Hi, how are you? Thank you very much for the explanations about my doubts. Thank you very much. His explanations are very interesting and useful.
What do you mean by "it even did not use the CNN."? If you look at the implementation code in TensorFlow they use a 2Dconv layer everywhere before the max pooling operation. So, the problem is mine and I can't understand the code or did you say that because in the image of the net they wrote MLP instead of 2Dconv?
Mattia Fucili To be honest, I didn't look the code. Based on the paper, the author mentioned only FC is used.
Does the model takes labels to do segmentation?
Great Paper! I'm using it for a project I'm currently taking part in.
Hi, I am starting to use Point Net for a project of mine as well and just saw your comment here. Do you have any information available online about your project, e.g. Research Gate? I'm curious to see all the different projects with PN at the moment. Best
@@noemi9351 I am working on a project using this as well. Are you still working in this space?
感觉这两篇paper的引用爆炸了
还有一篇是什么?
Excellent Explanation!
Go, Charles Qi ! :)
What happens if we add Global Average Pooling after feature transform?
Great work!
Brilliant paper and work. I am thinking of incorporating rgb in pointnet++ model. How can I do that? Could you please help with some suggestions?

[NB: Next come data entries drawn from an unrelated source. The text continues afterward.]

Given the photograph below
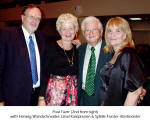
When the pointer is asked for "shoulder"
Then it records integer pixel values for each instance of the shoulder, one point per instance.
(129, 52)
(51, 45)
(9, 29)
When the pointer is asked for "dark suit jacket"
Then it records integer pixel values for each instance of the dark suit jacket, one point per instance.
(15, 73)
(84, 99)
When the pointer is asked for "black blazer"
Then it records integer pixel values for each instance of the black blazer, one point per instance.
(15, 73)
(103, 58)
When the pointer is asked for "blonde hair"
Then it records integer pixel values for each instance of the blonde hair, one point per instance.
(66, 17)
(122, 24)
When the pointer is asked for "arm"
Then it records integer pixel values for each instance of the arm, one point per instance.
(133, 97)
(41, 101)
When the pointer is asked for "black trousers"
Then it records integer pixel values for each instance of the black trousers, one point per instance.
(34, 96)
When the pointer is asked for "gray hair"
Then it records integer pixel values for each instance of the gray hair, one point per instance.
(66, 17)
(88, 19)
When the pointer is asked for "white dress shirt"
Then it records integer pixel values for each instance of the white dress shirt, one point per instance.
(26, 35)
(87, 59)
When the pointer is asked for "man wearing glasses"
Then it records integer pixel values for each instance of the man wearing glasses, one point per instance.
(21, 49)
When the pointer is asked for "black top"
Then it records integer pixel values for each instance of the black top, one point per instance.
(126, 74)
(56, 63)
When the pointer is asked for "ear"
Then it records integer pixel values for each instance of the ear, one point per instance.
(124, 36)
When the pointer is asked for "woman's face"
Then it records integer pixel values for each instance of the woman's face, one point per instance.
(115, 36)
(67, 31)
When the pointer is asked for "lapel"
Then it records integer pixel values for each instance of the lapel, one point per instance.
(38, 40)
(23, 49)
(101, 59)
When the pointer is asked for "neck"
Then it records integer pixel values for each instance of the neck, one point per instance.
(66, 45)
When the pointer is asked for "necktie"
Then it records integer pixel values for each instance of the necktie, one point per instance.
(33, 60)
(89, 85)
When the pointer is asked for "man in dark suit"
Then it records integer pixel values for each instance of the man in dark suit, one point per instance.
(92, 30)
(20, 60)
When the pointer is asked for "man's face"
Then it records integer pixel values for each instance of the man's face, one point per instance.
(31, 19)
(92, 33)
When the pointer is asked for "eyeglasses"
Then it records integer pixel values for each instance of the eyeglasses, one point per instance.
(33, 17)
(92, 30)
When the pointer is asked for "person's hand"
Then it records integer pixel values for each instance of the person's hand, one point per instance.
(2, 104)
(141, 97)
(76, 42)
(142, 94)
(41, 101)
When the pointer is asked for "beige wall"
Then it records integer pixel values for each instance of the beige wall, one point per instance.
(84, 8)
(91, 7)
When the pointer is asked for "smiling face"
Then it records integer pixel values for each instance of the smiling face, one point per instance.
(31, 19)
(115, 36)
(67, 31)
(92, 33)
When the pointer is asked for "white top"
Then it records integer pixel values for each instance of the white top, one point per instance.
(87, 59)
(26, 35)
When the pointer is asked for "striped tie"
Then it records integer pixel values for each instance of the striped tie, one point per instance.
(33, 61)
(89, 86)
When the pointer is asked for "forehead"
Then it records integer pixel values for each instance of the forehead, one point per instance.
(91, 24)
(67, 24)
(33, 11)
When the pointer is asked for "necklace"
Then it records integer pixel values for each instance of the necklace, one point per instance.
(69, 60)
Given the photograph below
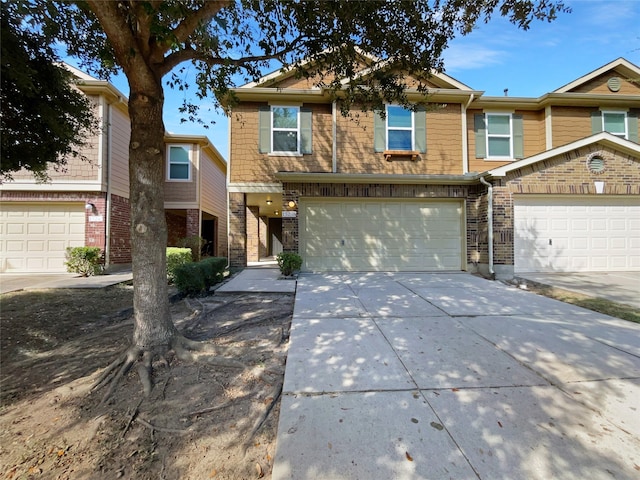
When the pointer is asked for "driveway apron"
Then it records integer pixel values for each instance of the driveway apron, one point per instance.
(448, 375)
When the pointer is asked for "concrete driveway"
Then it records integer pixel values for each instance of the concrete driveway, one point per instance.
(430, 376)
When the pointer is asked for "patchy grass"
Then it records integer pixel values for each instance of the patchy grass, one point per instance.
(600, 305)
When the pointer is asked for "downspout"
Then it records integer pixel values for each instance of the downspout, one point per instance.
(489, 224)
(229, 147)
(334, 133)
(465, 140)
(107, 223)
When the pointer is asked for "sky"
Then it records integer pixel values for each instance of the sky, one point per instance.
(498, 55)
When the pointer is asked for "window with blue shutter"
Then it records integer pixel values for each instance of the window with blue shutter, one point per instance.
(401, 130)
(499, 136)
(179, 163)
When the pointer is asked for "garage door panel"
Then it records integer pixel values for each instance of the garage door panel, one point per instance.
(37, 235)
(603, 234)
(373, 235)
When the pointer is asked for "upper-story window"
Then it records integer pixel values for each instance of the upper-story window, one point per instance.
(615, 123)
(285, 130)
(399, 128)
(179, 163)
(499, 136)
(402, 129)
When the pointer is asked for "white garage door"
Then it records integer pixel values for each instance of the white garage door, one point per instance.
(557, 234)
(368, 235)
(33, 238)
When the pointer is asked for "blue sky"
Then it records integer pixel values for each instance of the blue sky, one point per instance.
(497, 55)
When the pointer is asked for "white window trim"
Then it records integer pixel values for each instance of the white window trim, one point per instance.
(626, 122)
(190, 150)
(411, 129)
(297, 152)
(494, 135)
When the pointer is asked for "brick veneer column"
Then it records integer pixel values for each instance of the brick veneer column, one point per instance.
(290, 229)
(253, 234)
(237, 230)
(193, 223)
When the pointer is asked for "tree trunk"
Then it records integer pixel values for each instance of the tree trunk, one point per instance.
(153, 324)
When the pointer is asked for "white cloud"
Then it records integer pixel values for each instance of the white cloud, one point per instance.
(460, 57)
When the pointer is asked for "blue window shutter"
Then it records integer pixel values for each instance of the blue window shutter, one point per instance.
(420, 129)
(379, 132)
(518, 137)
(632, 126)
(596, 121)
(306, 134)
(264, 126)
(480, 129)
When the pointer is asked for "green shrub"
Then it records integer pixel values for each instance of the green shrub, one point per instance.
(289, 263)
(188, 279)
(195, 243)
(86, 261)
(176, 257)
(197, 277)
(213, 270)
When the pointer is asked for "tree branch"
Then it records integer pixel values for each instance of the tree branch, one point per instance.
(191, 21)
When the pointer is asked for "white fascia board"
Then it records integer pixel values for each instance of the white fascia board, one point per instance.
(605, 138)
(254, 188)
(620, 62)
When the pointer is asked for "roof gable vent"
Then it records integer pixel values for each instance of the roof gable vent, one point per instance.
(614, 84)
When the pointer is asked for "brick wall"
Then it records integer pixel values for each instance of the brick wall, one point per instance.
(293, 192)
(237, 230)
(120, 235)
(193, 222)
(253, 234)
(565, 174)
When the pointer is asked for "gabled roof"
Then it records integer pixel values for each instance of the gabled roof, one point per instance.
(442, 80)
(621, 65)
(603, 138)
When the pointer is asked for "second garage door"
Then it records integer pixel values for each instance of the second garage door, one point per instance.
(367, 235)
(34, 237)
(574, 234)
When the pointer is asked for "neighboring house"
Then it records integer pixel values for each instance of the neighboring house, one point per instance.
(87, 203)
(467, 182)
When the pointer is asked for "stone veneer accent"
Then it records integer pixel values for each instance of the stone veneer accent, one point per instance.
(294, 191)
(120, 237)
(237, 230)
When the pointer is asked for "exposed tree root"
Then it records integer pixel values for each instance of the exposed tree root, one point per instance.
(183, 348)
(274, 395)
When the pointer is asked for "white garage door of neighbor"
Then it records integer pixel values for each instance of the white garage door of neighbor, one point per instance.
(578, 234)
(34, 238)
(368, 235)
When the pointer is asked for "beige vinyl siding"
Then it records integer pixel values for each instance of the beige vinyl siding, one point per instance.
(251, 166)
(120, 134)
(533, 130)
(355, 152)
(214, 197)
(570, 124)
(598, 85)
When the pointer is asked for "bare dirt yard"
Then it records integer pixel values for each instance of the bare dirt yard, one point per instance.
(200, 422)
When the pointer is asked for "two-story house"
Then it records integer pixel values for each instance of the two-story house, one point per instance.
(464, 182)
(87, 202)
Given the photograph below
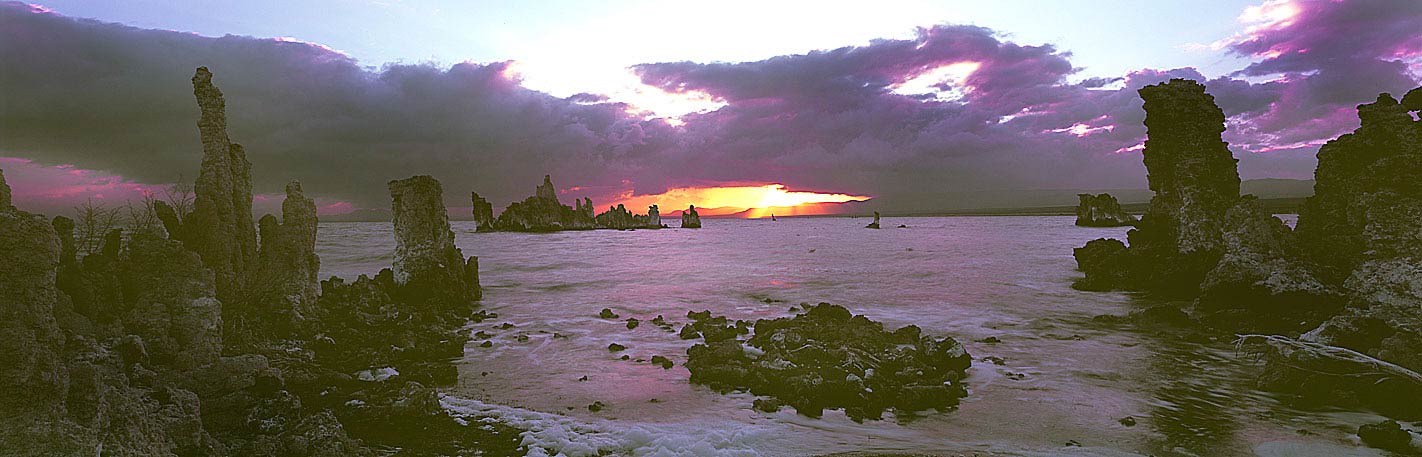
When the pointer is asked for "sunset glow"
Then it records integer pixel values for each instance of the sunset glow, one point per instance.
(731, 200)
(944, 83)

did you manage to figure this out? it would greatly help me thanks
What is the meaning of critical points?
Not entirely sure but I think those are the points that are distinct and best represents/distinguish the objects OR in another word key-points in point cloud library... check this: stanford.edu/~rqi/pointnet/ or check for key points in point cloud library for some understanding..apart from being distinct key-points and critical points might be same
Yeah, I believe those are the points most responsible for influencing the classification decision of the network.
The critical points are inferred from the learned global features after the max pooling. From the paper, the critical points will provide the main contribution on the classification task. From the vis result, critical points can well represent the geometric shape of the cloud points.
Hello, but how to get the critical points?
traverse all the raw cloud points. Check whether it will give a contribution to the max pooling result, if it does, then it is a critical point, if not, then it is not a critical point.
It's truly a great paper and great explanation, however the chomping sound, which is made by the speaker at the end of each sentence, is horribly disgusting and annoying.
I didn't notice until reading your comment, now I can't focus on the topic anymore!
@@Imandabbagh ;(
"horribly disgusting"? Don't be so dramatic please 😅 great paper anyways!